As for the songwriting process, he says, “I’m very slow as a songwriter. I keep going back and revising and revising and revising over months.”

As for the album itself, Jim said there is no overarching theme. “I didn’t start with the album title. We started with ten songs. Then we were trying to decide what to call the album. So I don’t think there was a particular theme. And I like to have some variation in the styles of songs. So I have a couple of funny ones and some sad ones. Some straightforward rock and then some more Americana-style songs.”

The songs on Magical, and his previous albums as well, reflect the styles that he loves. He grew up musically listening to Bob Dylan, and Jim says Dylan is by far the biggest influence on him. “I saw him in 1966 at the Academy of Music on that great tour where he was half acoustic, half electric,” he recalled. “It was the first tour he did with the Band behind him.”

Jim is also a big fan of Warren Zevon, Robert Earl Keen, Mark Knopfler, and Kris Kristofferson. “So I really like historical stories,” he says. One example from Magical is the song “When The West Was Won,” a moving tale based on the Trail of Tears.

“I had the first part of the story,” Jim told me. “It was a kid playing and then the soldiers come and they (the Cherokee) are forced on the march. Some people liked it. But I was thinking, ‘What’s the point? Why is someone listening to this? It’s just a sad story for no reason.’ I wasn’t satisfied. So then I decided to pick up the story in later life, to have some kind of closure about what happened to this kid.”

The story picks up after “50 springs, 600 moons… when men came to his farm, told him to move again.” It was a move he wasn’t inclined to make.

If “When The West Was Won” is earnest in tone, “You Turned Red (That Made Me Blue)” is definitely tongue-in-cheek. It was the quickest song Jim ever wrote. “I wanted the whole song to be read as a double entendre. You can read it as the whole thing is a political song or the whole thing is a relationship song. Either way it makes sense. At least that’s the point.”

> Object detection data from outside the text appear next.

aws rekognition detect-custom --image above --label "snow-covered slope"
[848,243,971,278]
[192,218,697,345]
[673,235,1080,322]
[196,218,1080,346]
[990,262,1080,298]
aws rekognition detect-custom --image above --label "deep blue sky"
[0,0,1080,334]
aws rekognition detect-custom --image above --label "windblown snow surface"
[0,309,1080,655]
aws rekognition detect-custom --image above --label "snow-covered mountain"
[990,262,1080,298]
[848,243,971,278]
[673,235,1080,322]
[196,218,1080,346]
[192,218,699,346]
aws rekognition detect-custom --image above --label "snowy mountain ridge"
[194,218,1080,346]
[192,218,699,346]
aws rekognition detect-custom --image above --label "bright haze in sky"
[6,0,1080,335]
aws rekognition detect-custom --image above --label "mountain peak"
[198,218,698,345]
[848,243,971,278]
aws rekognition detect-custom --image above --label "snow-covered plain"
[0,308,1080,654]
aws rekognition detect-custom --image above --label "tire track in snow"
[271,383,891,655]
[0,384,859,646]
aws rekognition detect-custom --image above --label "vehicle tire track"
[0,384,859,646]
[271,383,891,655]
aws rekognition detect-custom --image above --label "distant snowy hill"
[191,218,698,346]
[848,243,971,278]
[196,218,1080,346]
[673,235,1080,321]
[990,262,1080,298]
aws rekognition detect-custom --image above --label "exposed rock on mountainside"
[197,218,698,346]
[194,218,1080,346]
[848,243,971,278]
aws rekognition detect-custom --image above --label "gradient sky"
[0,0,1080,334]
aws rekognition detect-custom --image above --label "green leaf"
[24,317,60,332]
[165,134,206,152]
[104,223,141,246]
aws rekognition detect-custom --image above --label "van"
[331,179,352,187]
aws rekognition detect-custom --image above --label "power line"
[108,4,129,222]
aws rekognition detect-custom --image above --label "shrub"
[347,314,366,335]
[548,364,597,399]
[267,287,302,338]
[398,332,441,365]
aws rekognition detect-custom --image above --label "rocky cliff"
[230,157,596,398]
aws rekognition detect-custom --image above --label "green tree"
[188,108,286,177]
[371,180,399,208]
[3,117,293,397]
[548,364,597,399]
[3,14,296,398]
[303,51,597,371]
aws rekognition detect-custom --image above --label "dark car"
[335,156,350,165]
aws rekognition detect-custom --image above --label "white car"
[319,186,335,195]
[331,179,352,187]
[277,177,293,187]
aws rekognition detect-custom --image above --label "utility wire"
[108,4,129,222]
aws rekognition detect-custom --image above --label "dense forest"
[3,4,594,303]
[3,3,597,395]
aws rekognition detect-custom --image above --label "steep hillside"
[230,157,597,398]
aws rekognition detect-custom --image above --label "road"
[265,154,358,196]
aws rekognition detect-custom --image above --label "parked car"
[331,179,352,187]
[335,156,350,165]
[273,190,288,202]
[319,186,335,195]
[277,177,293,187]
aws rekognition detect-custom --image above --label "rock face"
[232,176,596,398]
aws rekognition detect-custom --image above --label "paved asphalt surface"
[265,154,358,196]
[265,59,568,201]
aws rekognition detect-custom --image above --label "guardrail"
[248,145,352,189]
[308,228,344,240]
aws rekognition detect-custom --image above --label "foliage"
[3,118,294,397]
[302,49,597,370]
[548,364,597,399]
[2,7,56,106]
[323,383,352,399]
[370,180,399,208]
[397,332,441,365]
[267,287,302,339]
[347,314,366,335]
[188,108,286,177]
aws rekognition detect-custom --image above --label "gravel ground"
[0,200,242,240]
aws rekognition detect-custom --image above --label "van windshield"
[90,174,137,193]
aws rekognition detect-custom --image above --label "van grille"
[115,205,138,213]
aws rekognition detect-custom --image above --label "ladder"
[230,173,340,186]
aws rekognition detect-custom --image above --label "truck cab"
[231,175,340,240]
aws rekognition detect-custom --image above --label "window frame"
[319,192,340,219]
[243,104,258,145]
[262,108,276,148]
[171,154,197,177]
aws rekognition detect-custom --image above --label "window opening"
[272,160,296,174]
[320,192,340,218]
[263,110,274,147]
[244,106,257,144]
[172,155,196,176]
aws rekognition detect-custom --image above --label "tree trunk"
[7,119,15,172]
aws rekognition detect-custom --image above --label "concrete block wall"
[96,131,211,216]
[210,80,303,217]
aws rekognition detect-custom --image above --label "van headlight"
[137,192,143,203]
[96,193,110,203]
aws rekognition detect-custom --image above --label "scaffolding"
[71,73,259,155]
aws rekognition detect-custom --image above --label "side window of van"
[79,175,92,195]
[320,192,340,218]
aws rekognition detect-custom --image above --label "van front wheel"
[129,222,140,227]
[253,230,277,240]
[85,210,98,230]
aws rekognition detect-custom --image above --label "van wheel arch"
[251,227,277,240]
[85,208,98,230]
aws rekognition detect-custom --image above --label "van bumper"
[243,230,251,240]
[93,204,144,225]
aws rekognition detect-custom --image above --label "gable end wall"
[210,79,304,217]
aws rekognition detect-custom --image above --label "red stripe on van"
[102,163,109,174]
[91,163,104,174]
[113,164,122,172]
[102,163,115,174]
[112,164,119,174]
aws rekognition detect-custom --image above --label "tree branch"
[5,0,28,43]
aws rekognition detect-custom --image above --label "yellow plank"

When it comes to politics, though, Jim personally is involved with Braver Angels, a group that tries to reduce polarization. The late Peter Yarrow introduced him to the organization. The idea is not to convert anyone but to try to understand each other’s point of view. It is an endeavor that is personally very important to him.

I asked Jim Stanard if he had any advice to offer to someone in their 60s or 70s who might want to pursue music or some other form of artistic expression. There were three parts to his advice.

“Start,” he says. “I see so many young people in their 50s who say ‘Oh, I’m too old for that!’ I mean, come on. You may have a lot more time than you think. People are living longer. So just try it and see where it goes.

“And repetition is more valuable than talent,” he says. “I believe the 10,000-hour theory of working on technique and practice. Work hard.”

It’s a humble take from someone who came to songwriting later in life, but it’s also clear that Stanard brings more to the table than practice alone.

“The third thing would be to find a mentor. Whatever you want to pursue, find someone who is really good at it to help you along your path.”

Sage words worth heeding, from a musician who’s lived the journey.